Directed by Denis Johnston and based on Frank O’Connor’s acclaimed short story, the film conveys the ambivalent feelings among a group of IRA men who are ordered to kill two British soldiers they’ve been holding captive. (O’Connor’s story later inspired Neil Jordan’s The Crying Game.)
The narrative is set in 1921, during the War of Independence, when radical ideas floated all across Europe. Unsettling psychological conflicts emerge within the characters, as the IRA men form genuine respect for their prisoners, while the soldiers develop more enthusiasm for the populist cause of their captors than the mission of their commanders.
O’Connor’s tale has been called an indictment of the futility of war and it implies that the rank-and-file combatants in any conflict share more in common with each other than their leaders prefer them to think.
Movies themed on troubled Irish nationalism were popular during the 1930s, John Ford’s atmospheric The Informer (1935) the most noted, drawing an Oscar-winning performance from Victor McLaglen. Ford’s film was taken from Liam O’Flaherty’s novel and O’Flaherty shared with O’Connor a deep disappointment that 1920s Republicanism had lost out to 1930s Catholic conservatism.

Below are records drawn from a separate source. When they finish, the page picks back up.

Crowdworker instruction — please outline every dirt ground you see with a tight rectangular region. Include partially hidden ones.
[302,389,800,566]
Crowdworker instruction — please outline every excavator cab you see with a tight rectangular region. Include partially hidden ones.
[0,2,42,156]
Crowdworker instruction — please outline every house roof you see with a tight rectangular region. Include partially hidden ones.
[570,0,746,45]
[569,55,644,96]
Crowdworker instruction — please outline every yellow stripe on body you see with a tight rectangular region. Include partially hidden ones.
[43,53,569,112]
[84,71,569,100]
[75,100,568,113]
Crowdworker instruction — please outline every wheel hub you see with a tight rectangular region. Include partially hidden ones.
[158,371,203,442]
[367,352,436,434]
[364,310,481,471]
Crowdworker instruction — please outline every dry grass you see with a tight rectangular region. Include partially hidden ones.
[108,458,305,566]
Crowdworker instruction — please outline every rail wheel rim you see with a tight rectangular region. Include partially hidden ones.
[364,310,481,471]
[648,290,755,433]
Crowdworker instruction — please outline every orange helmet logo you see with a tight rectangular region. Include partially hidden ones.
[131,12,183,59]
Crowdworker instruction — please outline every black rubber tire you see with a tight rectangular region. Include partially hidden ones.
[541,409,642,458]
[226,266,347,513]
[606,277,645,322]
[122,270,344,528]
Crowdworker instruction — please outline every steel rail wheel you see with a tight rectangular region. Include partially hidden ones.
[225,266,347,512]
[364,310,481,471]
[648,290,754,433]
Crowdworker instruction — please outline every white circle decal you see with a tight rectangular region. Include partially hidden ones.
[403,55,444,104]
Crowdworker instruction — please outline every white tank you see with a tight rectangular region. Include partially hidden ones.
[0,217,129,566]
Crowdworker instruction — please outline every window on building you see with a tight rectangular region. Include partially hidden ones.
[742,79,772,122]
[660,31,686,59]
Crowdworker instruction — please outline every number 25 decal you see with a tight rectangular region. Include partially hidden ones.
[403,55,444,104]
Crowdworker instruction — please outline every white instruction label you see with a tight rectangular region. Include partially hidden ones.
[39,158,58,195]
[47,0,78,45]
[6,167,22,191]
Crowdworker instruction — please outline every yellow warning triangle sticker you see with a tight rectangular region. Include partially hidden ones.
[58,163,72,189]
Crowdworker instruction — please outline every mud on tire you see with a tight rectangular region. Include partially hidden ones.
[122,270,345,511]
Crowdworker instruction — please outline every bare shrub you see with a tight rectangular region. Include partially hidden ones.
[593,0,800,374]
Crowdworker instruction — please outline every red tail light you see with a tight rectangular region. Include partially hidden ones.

Guests of the Nation features Barry Fitzgerald and the young Cyril Cusack. It has been preserved by the Irish Film Institute and has a new orchestral score by Niall Byrne. It is revived as part of the Barbican’s Silent Film and Live Music series and marks Ireland’s Presidency of the Council of the European Union. It offers a glimpse into our political and cinematic history.
Guests of the Nation screens at the Barbican, London, this Sunday (April 14) at 4pm.